# Math Help - Cubed Root Question

1. ## Cubed Root Question

In the following factoring question

$64x^3 - 27y^6$

(a - b) (a^2 + ab + b^2) is used

However, I am stuck right off the bat. The cube root of $64x^3$ is 4x, but does one do the cubed root of $27y^6$. Its obviously a difference of perfect cubes because x^3 and y^6 are both multiples of 3. The book tells me the cubed root of $27^6$ is $3y^2$, but I do not know specifically how the $y^6$turns into $y^2$ (obviously the cube root of 27 is 3).

Could some one please clarify and show me?

2. Hello,

Remember the rules of the powers :

$x^{yz}=(x^y)^z=(x^z)^y$

So here :
$y^6=y^{2 \cdot 3}=(y^2)^3$

3. For a better understanding lets take this same term but out of the cubed root application.

If I was to factor
$y^6$ by itself, how would I know the correct order to factor it? I could do $(y^{3*2}) = (y^3)^2$ instead of the correct order $y^{2*3} = (y^2)^3$

Or is it just as simple as writing out the multiples in ascending order to get the correct answer?

Thanks

4. Originally Posted by allyourbass2212
For a better understanding lets take this same term but out of the cubed root application.

If I was to factor
$y^6$ by itself, how would I know the correct order to factor it? I could do $(y^{3*2}) = (y^3)^2$ instead of the correct order $y^{2*3} = (y^2)^3$

Or is it just as simple as writing out the multiples in ascending order to get the correct answer?

Thanks
Both are correct

So you can take $(y^2)^3$ or $(y^3)^2$, according to what you need

5. Originally Posted by allyourbass2212
For a better understanding lets take this same term but out of the cubed root application.

If I was to factor
$y^6$ by itself, how would I know the correct order to factor it?
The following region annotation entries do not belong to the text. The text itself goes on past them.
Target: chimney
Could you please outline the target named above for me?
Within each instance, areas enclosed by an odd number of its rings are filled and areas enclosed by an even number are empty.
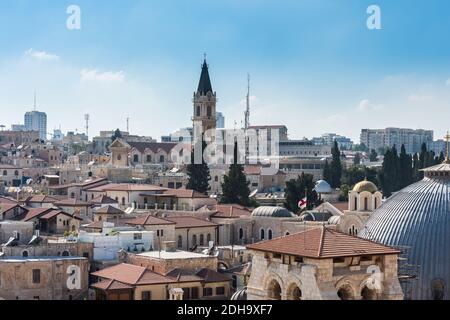
[[[162,249],[165,252],[176,252],[177,248],[175,245],[175,241],[164,241],[162,245]]]

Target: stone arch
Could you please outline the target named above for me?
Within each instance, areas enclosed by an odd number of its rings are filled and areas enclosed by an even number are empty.
[[[378,290],[375,288],[376,284],[373,282],[376,281],[376,279],[374,279],[373,276],[364,279],[359,285],[359,294],[361,295],[362,300],[378,300],[381,288]]]
[[[356,291],[349,281],[340,281],[336,284],[336,293],[341,300],[355,300]]]
[[[302,284],[300,280],[294,277],[289,277],[287,279],[286,286],[286,299],[287,300],[302,300],[303,292],[302,292]]]
[[[281,300],[283,295],[283,280],[281,277],[271,272],[264,280],[264,290],[270,300]]]

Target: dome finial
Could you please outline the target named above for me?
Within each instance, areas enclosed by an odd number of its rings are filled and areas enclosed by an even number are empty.
[[[446,136],[444,137],[446,146],[445,146],[445,160],[444,163],[450,164],[450,157],[449,157],[449,144],[450,144],[450,133],[447,131]]]

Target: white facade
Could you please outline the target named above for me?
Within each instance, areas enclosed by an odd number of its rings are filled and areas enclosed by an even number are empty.
[[[114,224],[105,223],[105,225]],[[94,260],[109,261],[117,260],[120,250],[138,253],[153,250],[153,238],[153,231],[132,229],[120,231],[111,227],[104,228],[103,233],[81,231],[78,241],[94,244]]]
[[[422,129],[362,129],[361,143],[364,143],[369,150],[378,152],[381,148],[392,148],[394,145],[400,150],[405,145],[406,153],[414,154],[420,152],[423,143],[433,142],[433,131]]]

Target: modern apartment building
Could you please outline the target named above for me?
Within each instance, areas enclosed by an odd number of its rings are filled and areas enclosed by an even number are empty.
[[[423,143],[428,144],[433,141],[433,131],[402,128],[362,129],[360,140],[369,150],[378,151],[394,145],[400,149],[402,145],[405,145],[406,152],[413,154],[420,152]]]

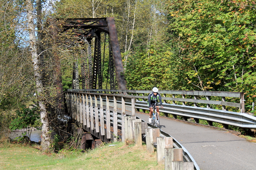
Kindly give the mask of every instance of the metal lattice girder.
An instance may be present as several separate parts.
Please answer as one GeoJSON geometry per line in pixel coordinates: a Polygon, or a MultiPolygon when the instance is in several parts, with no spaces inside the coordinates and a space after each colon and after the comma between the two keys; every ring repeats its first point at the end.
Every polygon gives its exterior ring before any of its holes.
{"type": "Polygon", "coordinates": [[[74,63],[73,72],[73,86],[74,89],[79,89],[79,81],[78,75],[78,64],[77,62],[74,63]]]}
{"type": "MultiPolygon", "coordinates": [[[[95,38],[97,39],[97,37],[100,37],[100,33],[102,32],[109,34],[110,38],[110,46],[111,45],[112,48],[111,50],[112,58],[110,59],[110,60],[113,61],[114,63],[113,65],[114,65],[114,68],[115,69],[115,71],[113,73],[115,73],[119,89],[120,90],[126,89],[126,82],[123,75],[123,67],[113,18],[67,19],[61,25],[61,32],[69,31],[70,35],[73,35],[73,37],[69,36],[69,38],[65,39],[65,41],[63,43],[63,46],[76,46],[78,43],[84,43],[85,39],[88,40],[91,40],[95,38]]],[[[94,65],[92,69],[90,68],[90,66],[92,65],[90,63],[89,64],[89,71],[91,73],[90,75],[92,74],[92,77],[90,77],[90,84],[91,85],[90,87],[92,88],[96,88],[97,80],[98,88],[102,88],[101,62],[100,60],[101,60],[100,46],[100,44],[98,44],[100,43],[100,38],[98,38],[97,40],[95,40],[94,65]]],[[[88,52],[89,52],[89,50],[88,52]]],[[[88,58],[90,56],[88,55],[88,58]]],[[[92,60],[88,58],[88,61],[92,60]]],[[[111,64],[112,64],[112,63],[111,64]]],[[[112,76],[111,77],[113,76],[112,76]]],[[[115,86],[113,84],[114,81],[113,80],[111,81],[112,83],[111,85],[111,88],[114,89],[115,86]]]]}
{"type": "Polygon", "coordinates": [[[109,46],[109,60],[108,62],[109,71],[110,84],[111,90],[115,89],[115,67],[114,66],[114,61],[113,61],[113,56],[112,55],[112,48],[111,43],[109,46]]]}
{"type": "Polygon", "coordinates": [[[92,87],[96,89],[97,88],[97,78],[99,89],[102,88],[102,77],[101,76],[101,53],[100,50],[100,34],[97,33],[95,39],[92,71],[92,87]]]}

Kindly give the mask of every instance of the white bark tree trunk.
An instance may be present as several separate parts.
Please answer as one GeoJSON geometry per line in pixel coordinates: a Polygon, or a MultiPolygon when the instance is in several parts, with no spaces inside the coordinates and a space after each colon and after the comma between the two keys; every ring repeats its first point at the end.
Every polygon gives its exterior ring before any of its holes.
{"type": "Polygon", "coordinates": [[[36,94],[40,109],[40,115],[42,126],[42,139],[41,146],[43,150],[49,149],[50,146],[50,135],[49,122],[45,103],[43,99],[44,93],[42,75],[39,69],[39,60],[37,54],[37,47],[35,33],[35,26],[33,16],[33,8],[31,0],[26,0],[28,25],[29,35],[30,50],[31,52],[35,79],[36,88],[36,94]]]}

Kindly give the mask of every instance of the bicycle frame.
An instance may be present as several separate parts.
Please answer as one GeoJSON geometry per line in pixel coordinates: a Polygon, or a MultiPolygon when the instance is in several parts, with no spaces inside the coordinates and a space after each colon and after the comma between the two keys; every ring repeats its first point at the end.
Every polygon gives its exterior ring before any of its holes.
{"type": "Polygon", "coordinates": [[[158,108],[159,108],[159,107],[157,105],[156,105],[153,106],[152,108],[153,109],[152,113],[153,119],[152,120],[152,123],[151,123],[151,124],[152,124],[153,125],[155,125],[156,126],[156,127],[159,126],[159,122],[160,120],[159,120],[159,115],[158,115],[158,114],[157,113],[157,109],[158,108]],[[156,122],[156,121],[157,120],[158,120],[158,124],[156,122]]]}

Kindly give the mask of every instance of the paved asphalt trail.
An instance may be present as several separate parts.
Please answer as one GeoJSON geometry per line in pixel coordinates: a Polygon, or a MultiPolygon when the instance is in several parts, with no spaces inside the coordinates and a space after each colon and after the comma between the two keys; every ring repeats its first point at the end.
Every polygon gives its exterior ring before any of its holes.
{"type": "MultiPolygon", "coordinates": [[[[148,114],[135,116],[148,122],[148,114]]],[[[164,116],[160,128],[182,145],[202,170],[256,170],[256,143],[226,131],[164,116]]]]}

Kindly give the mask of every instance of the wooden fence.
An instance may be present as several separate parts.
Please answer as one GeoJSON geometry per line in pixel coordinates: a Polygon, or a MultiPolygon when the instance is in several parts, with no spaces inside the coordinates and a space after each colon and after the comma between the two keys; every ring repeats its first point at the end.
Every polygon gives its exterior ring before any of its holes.
{"type": "Polygon", "coordinates": [[[102,141],[115,141],[120,137],[123,141],[134,140],[136,145],[141,145],[143,135],[145,135],[147,151],[154,152],[156,145],[158,163],[164,164],[165,169],[199,170],[183,146],[174,148],[177,146],[174,139],[163,136],[160,129],[137,118],[135,98],[123,95],[69,92],[66,99],[73,121],[102,141]],[[131,115],[127,116],[128,112],[131,115]]]}

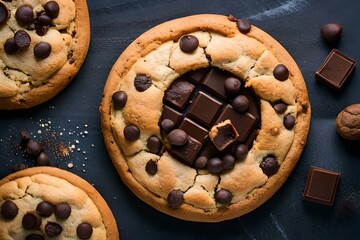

I could do $(y^{3*2}) = (y^3)^2$ instead of the correct order $y^{2*3} = (y^2)^3$

Or is it just as simple as writing out the multiples in ascending order to get the correct answer?

Thanks
The idea here is to have a base raised to the 3rd power. That's what your rule requires: the difference of two cubes.

$(a^3-b^3)$

If you used $(y^3)^2$ , you wouldn't have a base cubed. You would have a base squared.